I think I can see why ISOC would want to establish itself in a way that was not dependent on the domain name industry. The Internet is far broader than the DNS, and the possibility of a capital endowment must have been impossible to say no to for ISOC’s Board. In fact, they’ve pretty much said as much publicly.

In the upbeat version of this story, this will allow ISOC to plan and make a longer run impact without the year to year uncertainty about how much money PIR will send across. They also won’t have to worry that a possible replacement of the DNS by some future technology would cut or eliminate ISOC’s main source of income. 

Reduced involvement for ISOC in the core of  the Internet

This deal means ISOC is removing itself from one aspect of active participation in the core infrastructure of the Internet. ISOC is subtly changing from a key player in the Internet arena to something else. It won’t be as much of a participant any more. In some ways, it’ll be more a think tank or a commentator. (The work ISOC does on community networks and IXPs does remain quite operational, but the sale of PIR is a definite narrowing of operational involvement.)
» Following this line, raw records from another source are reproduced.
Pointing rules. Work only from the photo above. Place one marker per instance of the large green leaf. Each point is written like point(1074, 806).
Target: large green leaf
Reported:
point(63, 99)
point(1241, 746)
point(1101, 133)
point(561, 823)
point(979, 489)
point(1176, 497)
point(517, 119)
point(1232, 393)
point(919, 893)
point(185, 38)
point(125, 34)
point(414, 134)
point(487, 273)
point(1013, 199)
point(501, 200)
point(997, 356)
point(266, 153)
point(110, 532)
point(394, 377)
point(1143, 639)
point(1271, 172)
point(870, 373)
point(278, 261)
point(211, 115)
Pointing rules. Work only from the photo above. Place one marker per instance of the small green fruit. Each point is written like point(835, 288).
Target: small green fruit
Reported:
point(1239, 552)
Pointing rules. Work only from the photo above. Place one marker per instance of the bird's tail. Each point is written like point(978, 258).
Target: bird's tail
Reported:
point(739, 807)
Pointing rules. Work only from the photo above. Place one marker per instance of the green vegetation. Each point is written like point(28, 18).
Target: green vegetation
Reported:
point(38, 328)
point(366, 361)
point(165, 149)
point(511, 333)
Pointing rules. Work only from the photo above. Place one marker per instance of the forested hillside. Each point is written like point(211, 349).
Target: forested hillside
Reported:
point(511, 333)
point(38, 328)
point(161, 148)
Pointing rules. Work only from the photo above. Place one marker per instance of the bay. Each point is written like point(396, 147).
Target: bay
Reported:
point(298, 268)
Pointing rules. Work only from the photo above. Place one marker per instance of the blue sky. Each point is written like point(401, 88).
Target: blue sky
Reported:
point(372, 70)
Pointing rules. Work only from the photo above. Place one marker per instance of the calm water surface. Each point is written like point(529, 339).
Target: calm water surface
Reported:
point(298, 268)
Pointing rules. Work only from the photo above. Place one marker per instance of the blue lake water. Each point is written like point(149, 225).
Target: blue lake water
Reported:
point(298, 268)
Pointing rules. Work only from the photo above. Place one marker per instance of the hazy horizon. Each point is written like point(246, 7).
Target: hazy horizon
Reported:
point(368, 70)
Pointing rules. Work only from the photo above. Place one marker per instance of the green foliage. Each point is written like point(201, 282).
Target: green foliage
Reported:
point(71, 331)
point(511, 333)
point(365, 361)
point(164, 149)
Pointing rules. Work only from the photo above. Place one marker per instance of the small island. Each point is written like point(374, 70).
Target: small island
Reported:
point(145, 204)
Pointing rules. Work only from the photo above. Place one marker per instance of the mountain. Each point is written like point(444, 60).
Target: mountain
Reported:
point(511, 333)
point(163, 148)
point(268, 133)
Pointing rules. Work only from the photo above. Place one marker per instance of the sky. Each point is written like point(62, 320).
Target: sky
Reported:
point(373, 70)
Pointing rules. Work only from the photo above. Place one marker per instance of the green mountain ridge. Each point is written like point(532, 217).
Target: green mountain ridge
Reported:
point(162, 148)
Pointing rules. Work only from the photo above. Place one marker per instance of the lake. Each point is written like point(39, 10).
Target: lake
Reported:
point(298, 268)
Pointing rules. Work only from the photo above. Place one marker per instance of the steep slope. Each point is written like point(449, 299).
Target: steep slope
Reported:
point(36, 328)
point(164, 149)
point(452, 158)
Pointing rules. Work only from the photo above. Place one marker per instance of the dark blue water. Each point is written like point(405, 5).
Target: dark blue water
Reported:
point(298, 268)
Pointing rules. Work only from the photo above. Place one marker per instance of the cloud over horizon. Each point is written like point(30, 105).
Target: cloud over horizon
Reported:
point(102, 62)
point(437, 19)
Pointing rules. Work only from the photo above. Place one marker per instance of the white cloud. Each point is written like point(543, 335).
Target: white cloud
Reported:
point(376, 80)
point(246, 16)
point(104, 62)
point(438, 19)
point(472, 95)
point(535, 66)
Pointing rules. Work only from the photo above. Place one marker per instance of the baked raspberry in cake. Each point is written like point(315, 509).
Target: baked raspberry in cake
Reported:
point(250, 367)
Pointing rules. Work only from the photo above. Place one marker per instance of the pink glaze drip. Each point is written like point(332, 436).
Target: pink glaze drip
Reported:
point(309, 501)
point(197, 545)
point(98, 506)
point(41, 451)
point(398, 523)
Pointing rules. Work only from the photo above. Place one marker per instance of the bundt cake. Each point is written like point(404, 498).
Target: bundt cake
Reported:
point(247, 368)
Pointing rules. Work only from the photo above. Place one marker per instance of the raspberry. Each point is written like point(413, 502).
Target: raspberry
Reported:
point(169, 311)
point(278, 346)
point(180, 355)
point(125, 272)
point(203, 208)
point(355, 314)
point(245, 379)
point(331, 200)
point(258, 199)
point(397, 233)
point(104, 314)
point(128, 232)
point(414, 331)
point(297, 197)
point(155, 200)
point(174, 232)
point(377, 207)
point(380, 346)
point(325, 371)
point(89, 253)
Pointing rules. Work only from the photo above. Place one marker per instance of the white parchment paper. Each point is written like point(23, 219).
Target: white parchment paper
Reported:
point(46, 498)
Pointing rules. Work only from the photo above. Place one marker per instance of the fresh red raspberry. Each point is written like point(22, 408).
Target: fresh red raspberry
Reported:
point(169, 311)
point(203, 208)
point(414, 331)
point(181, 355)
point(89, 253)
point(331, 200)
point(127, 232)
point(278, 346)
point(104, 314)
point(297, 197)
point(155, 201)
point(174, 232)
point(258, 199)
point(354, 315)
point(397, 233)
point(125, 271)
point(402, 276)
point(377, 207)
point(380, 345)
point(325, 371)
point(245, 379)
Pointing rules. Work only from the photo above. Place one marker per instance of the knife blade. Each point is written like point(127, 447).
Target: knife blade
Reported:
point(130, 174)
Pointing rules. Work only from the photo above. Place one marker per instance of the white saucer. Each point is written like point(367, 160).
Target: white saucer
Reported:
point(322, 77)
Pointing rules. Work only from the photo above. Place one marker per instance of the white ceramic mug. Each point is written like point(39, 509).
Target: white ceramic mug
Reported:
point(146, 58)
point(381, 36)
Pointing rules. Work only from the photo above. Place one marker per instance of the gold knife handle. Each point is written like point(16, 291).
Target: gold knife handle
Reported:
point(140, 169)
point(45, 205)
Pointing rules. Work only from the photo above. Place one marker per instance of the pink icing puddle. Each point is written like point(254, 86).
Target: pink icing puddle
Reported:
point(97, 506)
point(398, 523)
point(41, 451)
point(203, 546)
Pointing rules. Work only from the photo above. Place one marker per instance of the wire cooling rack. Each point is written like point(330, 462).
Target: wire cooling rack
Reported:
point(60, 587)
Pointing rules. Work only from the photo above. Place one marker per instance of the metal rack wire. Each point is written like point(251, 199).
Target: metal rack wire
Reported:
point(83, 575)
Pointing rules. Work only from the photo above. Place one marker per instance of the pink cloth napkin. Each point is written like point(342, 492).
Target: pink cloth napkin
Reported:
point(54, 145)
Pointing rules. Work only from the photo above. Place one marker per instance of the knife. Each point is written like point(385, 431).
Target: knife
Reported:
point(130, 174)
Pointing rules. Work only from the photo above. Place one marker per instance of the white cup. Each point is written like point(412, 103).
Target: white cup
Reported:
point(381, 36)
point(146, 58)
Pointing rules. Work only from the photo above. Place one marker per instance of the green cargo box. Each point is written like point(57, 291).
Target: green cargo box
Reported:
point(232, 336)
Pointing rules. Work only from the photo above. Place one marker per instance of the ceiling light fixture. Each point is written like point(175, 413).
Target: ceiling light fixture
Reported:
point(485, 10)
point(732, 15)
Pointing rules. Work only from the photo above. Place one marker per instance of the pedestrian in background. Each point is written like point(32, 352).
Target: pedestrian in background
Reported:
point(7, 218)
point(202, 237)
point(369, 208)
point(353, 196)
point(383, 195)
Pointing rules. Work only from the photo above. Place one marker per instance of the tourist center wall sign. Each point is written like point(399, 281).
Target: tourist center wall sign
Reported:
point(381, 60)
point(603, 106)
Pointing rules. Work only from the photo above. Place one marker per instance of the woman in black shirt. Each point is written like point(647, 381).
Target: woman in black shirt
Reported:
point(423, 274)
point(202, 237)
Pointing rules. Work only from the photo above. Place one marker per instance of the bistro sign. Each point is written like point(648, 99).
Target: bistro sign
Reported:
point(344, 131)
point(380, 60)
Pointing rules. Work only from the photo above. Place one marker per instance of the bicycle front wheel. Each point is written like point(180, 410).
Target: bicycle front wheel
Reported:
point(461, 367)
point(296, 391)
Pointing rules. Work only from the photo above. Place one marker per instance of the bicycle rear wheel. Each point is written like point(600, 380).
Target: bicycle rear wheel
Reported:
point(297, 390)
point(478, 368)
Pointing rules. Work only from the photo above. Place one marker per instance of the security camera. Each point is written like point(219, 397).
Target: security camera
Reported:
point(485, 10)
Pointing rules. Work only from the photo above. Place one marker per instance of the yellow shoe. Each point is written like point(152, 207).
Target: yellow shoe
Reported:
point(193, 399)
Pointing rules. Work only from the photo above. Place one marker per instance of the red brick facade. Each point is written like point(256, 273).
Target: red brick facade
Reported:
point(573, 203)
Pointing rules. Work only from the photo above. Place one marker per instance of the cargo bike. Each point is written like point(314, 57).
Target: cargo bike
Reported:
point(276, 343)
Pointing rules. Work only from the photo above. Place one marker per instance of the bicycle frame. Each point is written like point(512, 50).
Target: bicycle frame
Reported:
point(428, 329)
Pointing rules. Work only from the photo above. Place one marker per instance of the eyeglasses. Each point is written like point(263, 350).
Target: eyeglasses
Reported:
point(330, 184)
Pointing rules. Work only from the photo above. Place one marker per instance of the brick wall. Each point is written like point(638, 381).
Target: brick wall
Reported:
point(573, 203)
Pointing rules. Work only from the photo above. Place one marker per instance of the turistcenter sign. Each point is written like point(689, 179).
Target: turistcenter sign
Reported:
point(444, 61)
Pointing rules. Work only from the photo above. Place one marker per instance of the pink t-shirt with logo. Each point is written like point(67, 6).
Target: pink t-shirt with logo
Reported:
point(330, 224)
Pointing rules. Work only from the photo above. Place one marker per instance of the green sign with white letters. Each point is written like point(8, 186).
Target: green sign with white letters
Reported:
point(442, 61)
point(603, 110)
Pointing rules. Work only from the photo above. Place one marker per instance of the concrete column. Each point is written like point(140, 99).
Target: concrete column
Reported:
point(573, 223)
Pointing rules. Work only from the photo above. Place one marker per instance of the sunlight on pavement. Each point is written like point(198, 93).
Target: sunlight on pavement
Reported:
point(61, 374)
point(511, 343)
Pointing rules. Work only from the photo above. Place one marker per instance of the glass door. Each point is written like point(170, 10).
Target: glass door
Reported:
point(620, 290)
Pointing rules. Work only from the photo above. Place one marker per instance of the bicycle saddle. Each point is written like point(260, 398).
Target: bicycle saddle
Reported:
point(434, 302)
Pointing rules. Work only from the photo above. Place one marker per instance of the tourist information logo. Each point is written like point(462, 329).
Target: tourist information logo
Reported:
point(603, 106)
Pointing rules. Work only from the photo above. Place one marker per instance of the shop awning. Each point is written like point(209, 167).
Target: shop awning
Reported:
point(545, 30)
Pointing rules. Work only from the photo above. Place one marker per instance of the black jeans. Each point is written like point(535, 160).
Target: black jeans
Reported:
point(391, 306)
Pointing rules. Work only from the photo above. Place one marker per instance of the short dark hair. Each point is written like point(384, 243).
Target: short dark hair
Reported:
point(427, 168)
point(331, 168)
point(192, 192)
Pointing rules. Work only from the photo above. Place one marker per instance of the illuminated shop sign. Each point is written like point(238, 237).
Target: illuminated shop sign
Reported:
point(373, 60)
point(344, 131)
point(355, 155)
So how will ISOC ensure it doesn’t simply become a spectator? How will it develop its capacity to make a positive impact on the Internet’s evolution from a position of less structural influence and authority? To be a little more direct, as ISOC ceases to be a stakeholder in some of these key areas, why will the rest of us pay attention to their views?

What will happen to .org?

So what happens to .org? It’s a generic name for use by whoever, for whatever. I’ve watched some of the discussion following this news about it being some kind of sacred non-profit space with some curiosity. It does seem likely, given the price paid, that the new owners will push prices up over time, but the wholesale price of a domain name is a trivial part of the cost of having an online presence. Competition from other options, including .com, means that there isn’t an endless ability to raise prices.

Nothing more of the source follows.